Using Other References for Simulcast

As a quick review, to simulcast two or more transmitters requires the following two factors:

(a) identical equipment, stable enough to maintain transmitter frequency within less than 1 Hertz [cycle] and,
(b) modulate the transmitter with the exact same information at the exact same time.  

To achieve frequency stable transmitters, most systems rely upon GPS Disciplined Oscillators that maintain their accuracy within 0.001parts per billion [ppb] or effectively 0.001 Hz at 1,000 MHz continuously.  This is an expensive option as most decent GPS DOs cost $500 to $1,000 each. A Disciplined Oscillator is required as the GPS signal is not 100% reliable and when the GPS cannot maintain a stable timing output, the simulcast transmitters would lose stability and interfere with each other. 

However, other references will work just as well, depending upon the the type of modulation [AM and/or FM] and whether it is analog or digital in nature. This will be covered in greater detail below.  
The information necessary to modulate the transmitters can be transported to each site by a dedicated radio channel that covers the system operating area, or by using a public or private data network like the Internet.
Often times, the information transport method can heavily influence the stability Reference issue.  Before we list some practical examples, let us review some of the choices we have available for transport and stability.
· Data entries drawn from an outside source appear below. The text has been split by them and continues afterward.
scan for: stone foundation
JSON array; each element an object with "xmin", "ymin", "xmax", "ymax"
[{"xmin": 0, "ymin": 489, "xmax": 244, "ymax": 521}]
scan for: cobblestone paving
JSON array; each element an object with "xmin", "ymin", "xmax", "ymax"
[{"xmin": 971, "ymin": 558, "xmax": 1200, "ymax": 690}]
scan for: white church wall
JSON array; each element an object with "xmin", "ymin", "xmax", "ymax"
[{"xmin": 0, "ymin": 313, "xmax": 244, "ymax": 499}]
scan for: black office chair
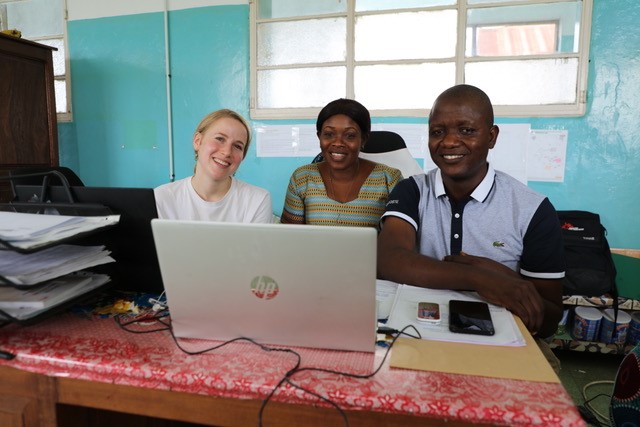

AM broadcast station -  With more than 60 "clear channel" stations operating with 10,000 to 50,000 watts 24 hours daily, one can be found in every community. Their carrier would provide a good reference for a stable transmitter, at any frequency. Using a tuned radio frequency [TRF] receiver with a crystal filter, the carrier can be limited, buffered and divided to a suitable reference frequency like 10 kHz, for phase locking.  
72-76 MHz Fixed Band  - With more than 68 single wide-band 20 kHz channels available in all services, including common carrier, these channels can be licensed to provide a stable reference as well as information transport. These frequencies can be licensed at 50 watts or more, but rarely needs more than a few watts to maintain a reliable signal over a wide operating area. A TRF could work to derive a stable reference, but this is excellent for transport. 

Point to Multi-point above 927 MHz in Part 101 - More than 16 single channels at 956 MHz. and 85 duplex pairs
available in all services.  All channels are narrow-band and some can be combined for greater bandwidth. These work well for transport, but may only work well for a stability reference using a modulated tone.  When using a modulated tone, use a frequency reference to generate the tone at least 10 times better than required at your operating radio frequency. A one or two second pulse can be added, if required to time the information to be modulated.    

Some Other Always Available Signals - Other references may be available, such as an FM station sub-carrier or WWV at 5, 10, 15 MHz or WWB at 60 kHz.  There are lots of other signals out there.   


Wide-area Paging or Information Delivery System - Private as well as common-carrier paging frequencies are available in the 928-932 MHz range for delivery of information or alerts to  mobile receivers.  This could include traditional pocket pagers delivering voice or data, or large or small information billboards, providing timely information to the public. 

Campus-Wide FM Radio Station - Using unlicensed low-power [AM or FM] transmitters in each building throughout the campus.  Distribute the audio using your LAN. 

Recreation Area, Beach Town or Small Community AM Station - Combine several city or county licensed Travelers Advisory stations together to cover a wider area than available with a single transmitter.